Dans la soirée, Céline va « isoler » la cabane des chiens contre le vent et laisser une polaire pour Kali, qui frissonne. Ce n’est vraiment pas son habitude d’avoir froid, au contraire, n’oublions pas que Kali est à moitié husky. Elle n’a pas voulu manger ce soir et Céline est un peu inquiète. Marius et Symphonie s’abritent des intempéries sous les branches. Nous, nous allons dormir sur nos matelas et duvet dans une pièce, puisque la chambre d’amis est occupée par Jonathan. Cette nuit-là, Céline fait à nouveau un cauchemar, moins flippant mais assez intense.

img_20161110_100636[Jeudi 10 nov.]

Réveil et petit dej tous ensemble. Hervé nous laisse une porte ouverte à l’arrière de la maison, que nous fermerons à clef en partant. Eux doivent partir tôt car ils ont de la route.

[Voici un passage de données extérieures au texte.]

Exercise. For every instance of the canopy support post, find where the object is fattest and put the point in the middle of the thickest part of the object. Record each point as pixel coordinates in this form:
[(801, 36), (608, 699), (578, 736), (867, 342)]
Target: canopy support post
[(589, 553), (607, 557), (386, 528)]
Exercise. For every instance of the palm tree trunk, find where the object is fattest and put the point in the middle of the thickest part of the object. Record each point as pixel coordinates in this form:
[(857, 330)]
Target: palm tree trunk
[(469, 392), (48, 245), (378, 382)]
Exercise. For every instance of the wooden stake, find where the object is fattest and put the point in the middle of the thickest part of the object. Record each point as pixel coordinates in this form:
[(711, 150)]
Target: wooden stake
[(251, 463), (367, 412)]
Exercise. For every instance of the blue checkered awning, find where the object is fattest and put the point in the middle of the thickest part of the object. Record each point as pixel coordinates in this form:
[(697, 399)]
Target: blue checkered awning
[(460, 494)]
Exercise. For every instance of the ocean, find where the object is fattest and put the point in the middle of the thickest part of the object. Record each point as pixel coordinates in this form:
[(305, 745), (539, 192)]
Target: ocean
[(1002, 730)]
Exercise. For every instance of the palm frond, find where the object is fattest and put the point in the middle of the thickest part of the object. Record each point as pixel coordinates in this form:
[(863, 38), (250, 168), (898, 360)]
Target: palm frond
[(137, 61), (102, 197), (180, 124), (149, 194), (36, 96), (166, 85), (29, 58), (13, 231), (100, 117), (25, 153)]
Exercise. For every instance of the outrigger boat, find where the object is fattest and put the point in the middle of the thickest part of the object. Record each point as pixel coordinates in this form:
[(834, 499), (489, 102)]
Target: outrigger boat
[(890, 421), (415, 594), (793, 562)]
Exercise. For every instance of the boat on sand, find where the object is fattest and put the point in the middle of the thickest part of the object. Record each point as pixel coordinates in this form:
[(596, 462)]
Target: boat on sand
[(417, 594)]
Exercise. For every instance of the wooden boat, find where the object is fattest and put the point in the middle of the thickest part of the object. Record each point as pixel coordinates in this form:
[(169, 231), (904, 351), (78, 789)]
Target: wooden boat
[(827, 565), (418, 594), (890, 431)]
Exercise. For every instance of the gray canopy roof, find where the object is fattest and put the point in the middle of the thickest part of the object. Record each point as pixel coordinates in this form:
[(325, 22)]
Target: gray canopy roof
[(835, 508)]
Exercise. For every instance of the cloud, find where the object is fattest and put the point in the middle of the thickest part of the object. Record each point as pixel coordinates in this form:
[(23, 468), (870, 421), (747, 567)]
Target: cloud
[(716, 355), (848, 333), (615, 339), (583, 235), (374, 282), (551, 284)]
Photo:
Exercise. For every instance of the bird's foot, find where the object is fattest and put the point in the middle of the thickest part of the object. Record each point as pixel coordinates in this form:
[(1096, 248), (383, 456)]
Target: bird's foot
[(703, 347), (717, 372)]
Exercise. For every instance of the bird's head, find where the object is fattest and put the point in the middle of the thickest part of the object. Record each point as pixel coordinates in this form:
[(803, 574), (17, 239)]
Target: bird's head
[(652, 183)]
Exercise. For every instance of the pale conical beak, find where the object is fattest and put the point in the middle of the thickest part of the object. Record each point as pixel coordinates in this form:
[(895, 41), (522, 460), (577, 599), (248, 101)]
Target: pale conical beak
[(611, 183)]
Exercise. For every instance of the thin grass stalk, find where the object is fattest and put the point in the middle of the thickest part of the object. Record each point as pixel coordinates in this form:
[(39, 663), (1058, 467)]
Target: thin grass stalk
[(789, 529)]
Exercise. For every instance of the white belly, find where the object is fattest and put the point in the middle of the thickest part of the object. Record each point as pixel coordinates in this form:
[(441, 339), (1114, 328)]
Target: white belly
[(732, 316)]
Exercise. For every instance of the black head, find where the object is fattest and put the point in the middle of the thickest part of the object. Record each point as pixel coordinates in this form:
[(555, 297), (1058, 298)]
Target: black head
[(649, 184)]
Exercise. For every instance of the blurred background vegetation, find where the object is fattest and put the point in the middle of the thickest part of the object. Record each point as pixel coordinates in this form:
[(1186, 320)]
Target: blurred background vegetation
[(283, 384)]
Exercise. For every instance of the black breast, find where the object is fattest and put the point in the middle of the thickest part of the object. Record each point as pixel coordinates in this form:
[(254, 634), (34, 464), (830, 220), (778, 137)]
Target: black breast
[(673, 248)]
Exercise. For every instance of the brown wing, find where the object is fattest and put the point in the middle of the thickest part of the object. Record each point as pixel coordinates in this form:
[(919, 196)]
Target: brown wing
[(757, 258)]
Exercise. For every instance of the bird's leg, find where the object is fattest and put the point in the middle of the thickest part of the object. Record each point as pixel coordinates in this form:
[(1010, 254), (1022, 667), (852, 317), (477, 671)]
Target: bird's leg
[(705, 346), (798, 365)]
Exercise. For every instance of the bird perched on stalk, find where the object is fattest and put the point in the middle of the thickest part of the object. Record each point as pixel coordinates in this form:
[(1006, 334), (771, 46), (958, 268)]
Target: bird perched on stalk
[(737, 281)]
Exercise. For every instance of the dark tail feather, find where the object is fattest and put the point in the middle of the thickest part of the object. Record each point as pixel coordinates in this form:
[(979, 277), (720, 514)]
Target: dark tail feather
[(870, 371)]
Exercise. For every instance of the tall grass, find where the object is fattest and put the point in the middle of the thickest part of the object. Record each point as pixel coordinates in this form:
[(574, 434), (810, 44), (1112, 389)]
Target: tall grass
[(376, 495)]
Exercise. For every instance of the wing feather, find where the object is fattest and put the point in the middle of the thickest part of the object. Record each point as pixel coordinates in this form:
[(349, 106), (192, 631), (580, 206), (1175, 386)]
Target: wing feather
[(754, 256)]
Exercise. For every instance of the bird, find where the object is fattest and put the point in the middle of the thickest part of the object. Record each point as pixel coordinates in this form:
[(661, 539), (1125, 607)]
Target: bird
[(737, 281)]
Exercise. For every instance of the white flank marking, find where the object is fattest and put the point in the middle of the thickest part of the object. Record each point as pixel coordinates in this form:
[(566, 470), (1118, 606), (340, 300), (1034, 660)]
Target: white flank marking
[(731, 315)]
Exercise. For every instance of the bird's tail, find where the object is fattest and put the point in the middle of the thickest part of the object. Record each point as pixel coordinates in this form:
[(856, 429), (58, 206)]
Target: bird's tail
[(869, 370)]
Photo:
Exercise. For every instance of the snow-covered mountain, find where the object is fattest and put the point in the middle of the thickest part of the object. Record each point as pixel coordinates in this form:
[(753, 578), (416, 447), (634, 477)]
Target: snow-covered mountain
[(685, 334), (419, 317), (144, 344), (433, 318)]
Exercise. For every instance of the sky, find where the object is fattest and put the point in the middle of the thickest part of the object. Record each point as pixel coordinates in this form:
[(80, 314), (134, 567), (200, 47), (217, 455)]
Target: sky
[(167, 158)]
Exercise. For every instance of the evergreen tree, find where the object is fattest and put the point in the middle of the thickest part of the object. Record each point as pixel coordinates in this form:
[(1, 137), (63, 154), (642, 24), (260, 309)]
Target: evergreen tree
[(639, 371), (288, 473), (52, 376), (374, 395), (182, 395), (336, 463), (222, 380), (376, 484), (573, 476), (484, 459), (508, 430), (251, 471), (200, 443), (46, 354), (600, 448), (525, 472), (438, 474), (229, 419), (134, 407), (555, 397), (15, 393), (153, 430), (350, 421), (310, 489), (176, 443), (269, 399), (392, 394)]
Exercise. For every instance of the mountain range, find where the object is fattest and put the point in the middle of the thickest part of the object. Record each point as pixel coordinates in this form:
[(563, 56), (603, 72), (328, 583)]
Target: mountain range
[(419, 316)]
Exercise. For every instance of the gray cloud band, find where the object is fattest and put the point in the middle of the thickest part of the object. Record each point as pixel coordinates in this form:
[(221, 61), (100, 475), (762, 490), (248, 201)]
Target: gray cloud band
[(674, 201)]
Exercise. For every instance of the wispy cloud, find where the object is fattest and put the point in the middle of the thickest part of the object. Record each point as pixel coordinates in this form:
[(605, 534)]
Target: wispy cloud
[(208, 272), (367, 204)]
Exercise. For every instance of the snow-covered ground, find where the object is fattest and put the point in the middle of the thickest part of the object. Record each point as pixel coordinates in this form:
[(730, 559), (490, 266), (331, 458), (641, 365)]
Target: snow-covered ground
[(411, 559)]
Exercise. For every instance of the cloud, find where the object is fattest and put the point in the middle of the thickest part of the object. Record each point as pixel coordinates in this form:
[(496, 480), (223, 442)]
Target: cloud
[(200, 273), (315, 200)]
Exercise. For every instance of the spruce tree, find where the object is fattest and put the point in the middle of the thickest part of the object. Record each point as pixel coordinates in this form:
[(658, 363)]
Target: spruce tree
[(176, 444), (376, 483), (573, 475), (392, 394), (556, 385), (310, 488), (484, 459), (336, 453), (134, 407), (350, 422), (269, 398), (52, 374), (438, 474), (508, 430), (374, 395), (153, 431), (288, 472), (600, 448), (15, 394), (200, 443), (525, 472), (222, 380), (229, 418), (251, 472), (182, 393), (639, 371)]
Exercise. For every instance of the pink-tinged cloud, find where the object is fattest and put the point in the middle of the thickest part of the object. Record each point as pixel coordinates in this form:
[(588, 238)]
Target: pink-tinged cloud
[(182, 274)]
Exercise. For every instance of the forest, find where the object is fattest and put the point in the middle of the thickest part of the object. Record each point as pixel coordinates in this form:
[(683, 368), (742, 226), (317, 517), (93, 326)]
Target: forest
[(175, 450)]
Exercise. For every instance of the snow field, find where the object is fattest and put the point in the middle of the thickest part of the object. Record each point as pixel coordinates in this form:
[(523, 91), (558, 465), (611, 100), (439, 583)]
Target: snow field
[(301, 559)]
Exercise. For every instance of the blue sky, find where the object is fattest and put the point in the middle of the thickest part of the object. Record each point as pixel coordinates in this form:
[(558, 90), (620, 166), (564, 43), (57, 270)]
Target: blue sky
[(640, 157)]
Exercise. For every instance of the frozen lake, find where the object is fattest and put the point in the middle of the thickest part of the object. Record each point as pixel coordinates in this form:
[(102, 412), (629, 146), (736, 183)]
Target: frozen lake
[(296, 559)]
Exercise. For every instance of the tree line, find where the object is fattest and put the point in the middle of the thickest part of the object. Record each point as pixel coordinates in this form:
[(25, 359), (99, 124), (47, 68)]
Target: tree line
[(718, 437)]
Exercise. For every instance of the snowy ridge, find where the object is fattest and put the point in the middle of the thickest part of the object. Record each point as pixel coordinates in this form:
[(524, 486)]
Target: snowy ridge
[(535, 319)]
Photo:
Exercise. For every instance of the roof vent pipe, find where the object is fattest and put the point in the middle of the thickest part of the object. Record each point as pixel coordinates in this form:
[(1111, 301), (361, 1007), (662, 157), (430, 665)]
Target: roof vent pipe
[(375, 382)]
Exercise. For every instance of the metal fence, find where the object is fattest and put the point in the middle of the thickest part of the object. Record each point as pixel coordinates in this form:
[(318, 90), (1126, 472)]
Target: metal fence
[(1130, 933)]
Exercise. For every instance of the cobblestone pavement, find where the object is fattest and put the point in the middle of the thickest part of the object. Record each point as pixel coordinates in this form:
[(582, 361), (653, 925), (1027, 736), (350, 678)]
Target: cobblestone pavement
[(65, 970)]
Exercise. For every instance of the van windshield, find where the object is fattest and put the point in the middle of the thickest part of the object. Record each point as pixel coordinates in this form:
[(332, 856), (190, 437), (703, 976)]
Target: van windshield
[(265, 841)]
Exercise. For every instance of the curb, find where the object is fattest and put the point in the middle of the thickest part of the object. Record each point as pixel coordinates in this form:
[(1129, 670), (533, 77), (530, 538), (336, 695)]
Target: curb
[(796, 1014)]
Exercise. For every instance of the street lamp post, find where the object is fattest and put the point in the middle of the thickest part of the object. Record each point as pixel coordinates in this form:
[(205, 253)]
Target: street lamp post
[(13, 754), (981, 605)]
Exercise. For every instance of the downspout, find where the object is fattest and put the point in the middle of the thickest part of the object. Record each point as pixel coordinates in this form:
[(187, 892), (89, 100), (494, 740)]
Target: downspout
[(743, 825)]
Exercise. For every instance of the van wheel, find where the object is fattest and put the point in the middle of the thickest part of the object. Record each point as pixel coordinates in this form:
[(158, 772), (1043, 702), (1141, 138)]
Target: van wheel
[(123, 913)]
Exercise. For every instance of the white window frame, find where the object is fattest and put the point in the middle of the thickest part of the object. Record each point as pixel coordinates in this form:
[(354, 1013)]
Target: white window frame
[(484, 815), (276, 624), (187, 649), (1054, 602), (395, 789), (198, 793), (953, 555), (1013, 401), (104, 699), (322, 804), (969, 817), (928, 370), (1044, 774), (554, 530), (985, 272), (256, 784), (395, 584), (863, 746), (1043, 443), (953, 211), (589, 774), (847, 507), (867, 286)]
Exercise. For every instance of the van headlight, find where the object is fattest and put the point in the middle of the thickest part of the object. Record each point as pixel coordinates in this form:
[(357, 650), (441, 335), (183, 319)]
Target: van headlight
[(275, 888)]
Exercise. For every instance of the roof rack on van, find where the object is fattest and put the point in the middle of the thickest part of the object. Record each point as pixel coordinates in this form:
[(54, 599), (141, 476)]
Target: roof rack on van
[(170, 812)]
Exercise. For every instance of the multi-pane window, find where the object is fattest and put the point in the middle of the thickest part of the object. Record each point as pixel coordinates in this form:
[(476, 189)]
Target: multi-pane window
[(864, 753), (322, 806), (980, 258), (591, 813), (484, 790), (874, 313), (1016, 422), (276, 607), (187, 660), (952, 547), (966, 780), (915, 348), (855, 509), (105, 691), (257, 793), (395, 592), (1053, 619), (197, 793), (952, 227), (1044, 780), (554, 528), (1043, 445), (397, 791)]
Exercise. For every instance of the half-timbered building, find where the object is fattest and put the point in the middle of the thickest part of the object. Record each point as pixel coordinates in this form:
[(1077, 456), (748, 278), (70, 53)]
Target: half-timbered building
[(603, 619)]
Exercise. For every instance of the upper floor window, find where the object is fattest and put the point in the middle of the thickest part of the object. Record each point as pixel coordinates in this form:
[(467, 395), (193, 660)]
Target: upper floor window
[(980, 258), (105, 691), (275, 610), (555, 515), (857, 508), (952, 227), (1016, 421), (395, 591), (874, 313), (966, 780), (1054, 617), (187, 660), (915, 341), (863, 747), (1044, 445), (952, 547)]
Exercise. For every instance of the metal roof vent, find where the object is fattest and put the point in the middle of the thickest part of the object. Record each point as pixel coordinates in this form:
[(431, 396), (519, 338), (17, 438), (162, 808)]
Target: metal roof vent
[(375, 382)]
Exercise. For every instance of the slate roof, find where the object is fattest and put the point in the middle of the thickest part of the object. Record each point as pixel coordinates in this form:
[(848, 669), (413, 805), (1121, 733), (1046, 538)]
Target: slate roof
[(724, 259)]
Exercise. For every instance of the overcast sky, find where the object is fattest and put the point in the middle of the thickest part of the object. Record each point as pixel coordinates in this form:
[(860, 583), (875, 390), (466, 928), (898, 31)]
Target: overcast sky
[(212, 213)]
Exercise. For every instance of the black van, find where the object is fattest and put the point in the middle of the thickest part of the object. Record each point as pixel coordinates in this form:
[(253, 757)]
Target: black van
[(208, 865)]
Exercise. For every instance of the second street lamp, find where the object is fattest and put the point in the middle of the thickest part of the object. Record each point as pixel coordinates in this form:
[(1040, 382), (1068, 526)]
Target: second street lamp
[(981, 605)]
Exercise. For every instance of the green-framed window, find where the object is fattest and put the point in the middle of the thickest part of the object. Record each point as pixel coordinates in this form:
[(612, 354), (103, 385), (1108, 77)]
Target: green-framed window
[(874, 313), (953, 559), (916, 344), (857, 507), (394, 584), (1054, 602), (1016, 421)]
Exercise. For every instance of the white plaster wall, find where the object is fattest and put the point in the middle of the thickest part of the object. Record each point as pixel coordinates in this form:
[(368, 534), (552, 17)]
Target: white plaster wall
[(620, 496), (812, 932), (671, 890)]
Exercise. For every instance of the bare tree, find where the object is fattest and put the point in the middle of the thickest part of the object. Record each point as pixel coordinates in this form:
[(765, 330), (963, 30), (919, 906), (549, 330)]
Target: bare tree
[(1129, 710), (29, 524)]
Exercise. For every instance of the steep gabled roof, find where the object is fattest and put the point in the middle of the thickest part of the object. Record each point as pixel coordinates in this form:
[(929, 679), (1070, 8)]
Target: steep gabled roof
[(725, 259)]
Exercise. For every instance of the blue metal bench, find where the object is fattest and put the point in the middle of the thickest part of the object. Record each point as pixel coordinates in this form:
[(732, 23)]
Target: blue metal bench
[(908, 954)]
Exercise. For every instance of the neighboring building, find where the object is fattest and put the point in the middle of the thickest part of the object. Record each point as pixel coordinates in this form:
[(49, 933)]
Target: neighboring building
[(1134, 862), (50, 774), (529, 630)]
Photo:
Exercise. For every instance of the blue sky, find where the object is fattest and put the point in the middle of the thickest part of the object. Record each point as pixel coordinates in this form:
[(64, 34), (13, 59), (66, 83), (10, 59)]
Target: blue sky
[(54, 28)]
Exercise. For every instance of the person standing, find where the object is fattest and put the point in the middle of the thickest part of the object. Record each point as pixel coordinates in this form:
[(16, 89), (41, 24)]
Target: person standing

Lorsque nous allons chercher les chiennes à la cabane, nous voyons que Kali ne va pas mieux. Elle se lève, va faire un pipi et retourne se coucher en boule, l’air abattue. Bon, nous ne partirons pas aujourd’hui, car nous voulons l’emmener chez un vétérinaire. Nous n’avons pas le numéro de téléphone d’Hervé pour l’avertir, mais tant pis. Pendant que je garde le bercail, Céline part à pied à la recherche de quelqu’un qui pourrait nous aider. Elle raconte:

 » Je cours sur la route vers le village et vais frapper à la première maison qui m’inspire de la bienveillance. C’est Yannick qui m’ouvre la porte. Ni une ni deux, il me propose de m’amener chez le vétérinaire qui s’occupe de ses chats, à une trentaine de km de là. Merci de tout coeur. Nous faisons connaissance sur la route. Yannick est brocanteur, spécialisé en verreries et cristallerie, mais il est surtout sculpteur plasticien. Il aime travailler le métal. Le vétérinaire nous reçoit rapidement en urgence. Selon le véto, Kali est en hypothermie et légèrement déshydratée, elle reçoit une perfusion et deux piqûres d’antibiotiques. Pendant tout le temps de la consultation et de la perfusion, Yannick est très présent, m’aide, rassure et caresse Kali. Je me sens très soutenue. Il faudrait faire un bilan sanguin pour en savoir plus.. J’hésite.. Le vétérinaire me dit qu’avec le cocktail qu’elle a reçu, elle devrait retrouver la forme dans la journée et manger ce soir avec appétit. L’absence de fièvre nous pousse à en rester là pour l’instant, wait and see. C’est ce même vétérinaire qui sera de garde ce soir et demain, jour férié.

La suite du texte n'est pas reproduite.